The end of traditional publishing occurred in 2008……apparently

When I was thirteen I bought a lot of CD’s. I would spend hours flicking through the alphabetically lined racks on the hunt for Madonna, Guns and Roses, or the soundtrack for “Days of Thunder.” I would turn it over and take in the pictures. I would pull out the little booklet and pray that the lyrics had been printed inside so I could learn them and prove that I was a real fan by singing along when it came on the radio. I loved the whole process of CD buying. I still love music, but yet I haven’t bought a CD in at least three years. Why? Because instead of going out to the shop, I download all the music that I want. I open up my computer and within five minutes and a few clicks the album is there. No wait, no petrol, no crazy shoppers, and no temptation into the nearest clothes shop to buy things that I have no need for.  I also love reading the newspaper, but I don’t buy those either. I have the internet for that too.

So what about books? I might buy the occasional book, but the last seven that I read were all on the Kindle and all self published, and the only time I went near the bookshelf lately was to dust it. So in a world where we are craving our information and our products instantly, the question for a writer like me is this. Is traditional publishing and the way we used to purchase our books dead?

According to one online source, yes. They even reliably informed me of a date, and for your information it happened sometime in 2008, just in case you missed it. I however am not so sure. When I go to the local shop there are plenty of books. When I go to the beach, there are plenty of people reading books too, and I mean paperback ones that trap grains of sand and that by the time you get back home emit the smell of coconut sun lotion and spilt mojito. I am also guilty of worshipping at the feet of the literary agent when I finished my first manuscript. I eagerly got myself a copy of the Writers and Artists yearbook 2008 and duly sent the ‘finished’ work to as many people as I could. They sent it back too, along with a rejection letter which at first hurt like hell, but by the time I had read the twentieth didn’t sting quite so much and at least made me re-edit.
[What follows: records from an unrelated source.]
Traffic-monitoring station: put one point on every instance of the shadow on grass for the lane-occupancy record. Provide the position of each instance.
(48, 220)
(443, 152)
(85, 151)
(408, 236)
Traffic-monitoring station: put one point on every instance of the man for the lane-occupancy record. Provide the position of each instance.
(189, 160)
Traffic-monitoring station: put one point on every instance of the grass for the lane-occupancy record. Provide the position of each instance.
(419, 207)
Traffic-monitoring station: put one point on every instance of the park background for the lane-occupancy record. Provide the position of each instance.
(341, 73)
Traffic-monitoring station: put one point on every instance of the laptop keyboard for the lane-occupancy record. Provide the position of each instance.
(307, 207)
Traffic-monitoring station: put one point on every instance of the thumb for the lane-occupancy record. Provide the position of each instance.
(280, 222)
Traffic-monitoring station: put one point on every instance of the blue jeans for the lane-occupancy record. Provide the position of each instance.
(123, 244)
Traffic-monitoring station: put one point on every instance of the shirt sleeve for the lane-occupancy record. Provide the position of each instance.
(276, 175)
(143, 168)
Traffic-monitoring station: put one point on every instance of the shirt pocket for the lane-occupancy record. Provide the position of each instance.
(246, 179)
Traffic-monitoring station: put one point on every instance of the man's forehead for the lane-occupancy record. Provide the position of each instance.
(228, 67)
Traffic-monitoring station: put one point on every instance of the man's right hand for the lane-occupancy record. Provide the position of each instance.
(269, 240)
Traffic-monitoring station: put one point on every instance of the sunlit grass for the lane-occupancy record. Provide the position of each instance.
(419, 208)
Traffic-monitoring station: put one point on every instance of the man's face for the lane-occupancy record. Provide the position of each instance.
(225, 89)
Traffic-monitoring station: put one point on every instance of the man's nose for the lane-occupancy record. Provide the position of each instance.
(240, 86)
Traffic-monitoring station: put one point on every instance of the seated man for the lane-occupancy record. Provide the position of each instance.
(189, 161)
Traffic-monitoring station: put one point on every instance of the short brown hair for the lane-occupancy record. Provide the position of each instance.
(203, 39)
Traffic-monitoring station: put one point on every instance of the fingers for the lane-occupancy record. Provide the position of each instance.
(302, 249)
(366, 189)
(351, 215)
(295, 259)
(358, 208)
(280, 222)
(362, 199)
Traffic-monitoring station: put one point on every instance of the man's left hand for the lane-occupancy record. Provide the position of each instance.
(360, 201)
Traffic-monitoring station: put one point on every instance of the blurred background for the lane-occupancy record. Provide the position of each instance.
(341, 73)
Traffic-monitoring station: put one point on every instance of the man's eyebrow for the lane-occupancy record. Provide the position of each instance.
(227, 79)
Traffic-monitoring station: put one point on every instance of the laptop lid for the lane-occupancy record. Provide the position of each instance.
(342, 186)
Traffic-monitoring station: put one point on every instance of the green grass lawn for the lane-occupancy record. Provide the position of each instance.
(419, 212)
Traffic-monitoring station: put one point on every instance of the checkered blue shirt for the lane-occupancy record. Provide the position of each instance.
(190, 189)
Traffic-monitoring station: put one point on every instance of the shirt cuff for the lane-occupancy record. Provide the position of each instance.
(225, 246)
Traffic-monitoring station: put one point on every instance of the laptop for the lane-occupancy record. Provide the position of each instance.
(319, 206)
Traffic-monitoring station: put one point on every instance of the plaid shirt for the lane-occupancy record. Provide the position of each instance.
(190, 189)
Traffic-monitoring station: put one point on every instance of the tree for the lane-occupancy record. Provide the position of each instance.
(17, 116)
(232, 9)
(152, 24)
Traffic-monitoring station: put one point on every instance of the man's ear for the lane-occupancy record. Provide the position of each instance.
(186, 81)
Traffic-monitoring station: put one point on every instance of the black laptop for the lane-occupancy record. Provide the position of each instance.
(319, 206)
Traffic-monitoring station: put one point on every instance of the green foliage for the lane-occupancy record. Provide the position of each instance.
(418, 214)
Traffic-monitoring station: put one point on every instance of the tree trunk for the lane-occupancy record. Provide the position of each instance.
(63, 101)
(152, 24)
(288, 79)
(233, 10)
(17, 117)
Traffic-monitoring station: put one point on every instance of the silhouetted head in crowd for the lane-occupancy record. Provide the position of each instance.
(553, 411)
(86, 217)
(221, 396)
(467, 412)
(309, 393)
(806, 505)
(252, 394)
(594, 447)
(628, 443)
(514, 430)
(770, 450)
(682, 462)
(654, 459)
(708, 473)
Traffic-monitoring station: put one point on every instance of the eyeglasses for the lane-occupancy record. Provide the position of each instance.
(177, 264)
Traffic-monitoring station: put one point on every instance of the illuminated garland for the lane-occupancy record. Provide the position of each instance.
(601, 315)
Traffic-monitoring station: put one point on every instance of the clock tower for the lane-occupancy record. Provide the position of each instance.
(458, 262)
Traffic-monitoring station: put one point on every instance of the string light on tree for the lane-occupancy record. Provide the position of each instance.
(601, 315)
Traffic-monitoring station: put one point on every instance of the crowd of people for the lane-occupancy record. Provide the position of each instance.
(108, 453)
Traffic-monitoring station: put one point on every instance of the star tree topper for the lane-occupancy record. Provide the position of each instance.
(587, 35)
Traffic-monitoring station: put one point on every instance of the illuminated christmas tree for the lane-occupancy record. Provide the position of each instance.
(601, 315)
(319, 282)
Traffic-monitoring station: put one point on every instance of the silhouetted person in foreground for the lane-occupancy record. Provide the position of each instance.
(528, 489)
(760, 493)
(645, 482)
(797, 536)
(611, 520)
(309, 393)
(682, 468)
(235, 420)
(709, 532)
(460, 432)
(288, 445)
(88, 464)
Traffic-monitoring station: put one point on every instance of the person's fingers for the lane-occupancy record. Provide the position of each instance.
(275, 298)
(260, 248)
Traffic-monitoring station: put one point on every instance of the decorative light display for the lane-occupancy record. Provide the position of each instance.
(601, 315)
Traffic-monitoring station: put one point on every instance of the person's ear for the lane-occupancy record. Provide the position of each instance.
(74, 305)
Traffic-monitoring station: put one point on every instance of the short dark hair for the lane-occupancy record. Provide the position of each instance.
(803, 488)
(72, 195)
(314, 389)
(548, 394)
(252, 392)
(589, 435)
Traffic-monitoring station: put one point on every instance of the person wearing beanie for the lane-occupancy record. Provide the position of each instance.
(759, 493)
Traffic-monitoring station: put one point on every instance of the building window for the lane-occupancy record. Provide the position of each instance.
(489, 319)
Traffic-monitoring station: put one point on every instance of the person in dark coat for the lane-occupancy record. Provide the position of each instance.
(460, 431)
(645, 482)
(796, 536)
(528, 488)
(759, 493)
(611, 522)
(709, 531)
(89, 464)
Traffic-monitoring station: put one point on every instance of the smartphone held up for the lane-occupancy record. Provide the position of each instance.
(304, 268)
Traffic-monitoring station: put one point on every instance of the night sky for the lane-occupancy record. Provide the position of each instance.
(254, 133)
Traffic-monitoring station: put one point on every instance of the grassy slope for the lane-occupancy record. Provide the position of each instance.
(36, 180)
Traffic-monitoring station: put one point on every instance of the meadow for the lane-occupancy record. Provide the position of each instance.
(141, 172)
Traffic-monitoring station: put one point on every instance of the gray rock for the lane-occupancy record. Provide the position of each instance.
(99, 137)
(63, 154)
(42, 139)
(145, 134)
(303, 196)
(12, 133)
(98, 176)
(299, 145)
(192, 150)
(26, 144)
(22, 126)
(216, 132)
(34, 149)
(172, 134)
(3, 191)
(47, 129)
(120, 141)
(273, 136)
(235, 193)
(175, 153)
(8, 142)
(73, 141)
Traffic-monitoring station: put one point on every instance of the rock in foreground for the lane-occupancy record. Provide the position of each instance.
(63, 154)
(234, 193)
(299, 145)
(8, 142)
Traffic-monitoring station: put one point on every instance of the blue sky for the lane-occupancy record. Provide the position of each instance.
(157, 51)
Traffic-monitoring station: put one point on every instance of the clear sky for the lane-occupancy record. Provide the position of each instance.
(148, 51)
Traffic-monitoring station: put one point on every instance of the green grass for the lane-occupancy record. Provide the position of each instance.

Now on reflection I thank the anonymous agents for the nudge in the right direction, but at the time all I wanted was their approval.  But in their defense it was 2009.  Traditional publishing was already dead, apparently.

So why are so many people claiming that the world of traditional publishing is over? Well, for starters there are a lot of self published writers that seem to believe that publishing the traditional route is too elusive.  Maybe even a bit pretentious.  Plus they have finished their manuscript, so it must be ready for publication, right?  Of the hundreds of manuscripts that arrive on an agents desk only a few will be read properly, and out of those even less will get picked for reading by ‘a higher power’. Where does that leave hundreds of writers who want to be published? Ten years ago it left them on the doorstep with sore knuckles and a head full of broken dreams with their only hope self publishing, which at that time was considered almost as bad as remaining unpublished, so that’s exactly how they stayed.  Now however it leads us directly to the door of Amazon, or Smashwords where there is no shame in self publication.  Many have come to accept that there is quality to be found in the world of indie publishing, and the only people who don’t seem to want to say it out loud are the traditional agents and publishers.  As the indie world grows in size and quality, so do the doubts for the need for the traditional gatekeepers that once called all the shots.

It might also be because we see previously well respected traditionally published authors stepping over onto our side of the deal and releasing their own work and representing their own brand.  Why in a world where publishing electronically or through print on demand is so easy that you could probably enlist the help of a ten year old, would a writer that stands to sell, let’s say, a million copies of his or her book willingly hand over a significant chunk of the profits to an agent and publisher?  Maybe we should ask Amanda Hocking.  After all she is a great example of a writer who absolutely and undeniably made it on her own, and now she is happily signing a deal with St Martin’s Press.  Why?  Probably because it’s a damn sight easier than doing everything yourself.  Like it or not, there is also a certain credibility that comes from a traditional deal.  It’s like being picked for the school sports team.  You get in amongst the ‘elite’ and automatically become more popular.  That’s what I was told, anyway.

So my belief is this.  The world of publishing has definitely changed.  Anyone who thinks it hasn’t is clinging onto outdated ideas, and probably the arms of their editors or agents chair by their finger nails. My other belief is that traditional publishing is still alive.  Maybe it’s not quite as healthy or powerful as it once was, but it is still there.  I am self published, but would I still love a publishing deal?  Probably so, if only to avoid the look of pity on people’s faces when they ask who my publisher is and I tell them me.  But also as a self published author who is sitting somewhere amongst the 1,490, 779 books that are currently listed available for the Kindle on Amazon, wouldn’t it be great to have a team behind me to give me that bit of expertise?  Traditional and self publishing are never likely to form a symbiotic relationship, but one day may live alongside each under with a greater degree of affability.  In the meantime perhaps as authors we can find commonalities in our gratitude that the love of the written word still exists.  It is cherished by many, and as long as that remains true any decent author stands a chance.  On their own or published traditionally.  I’m happy to take my shot in whatever form is available to me.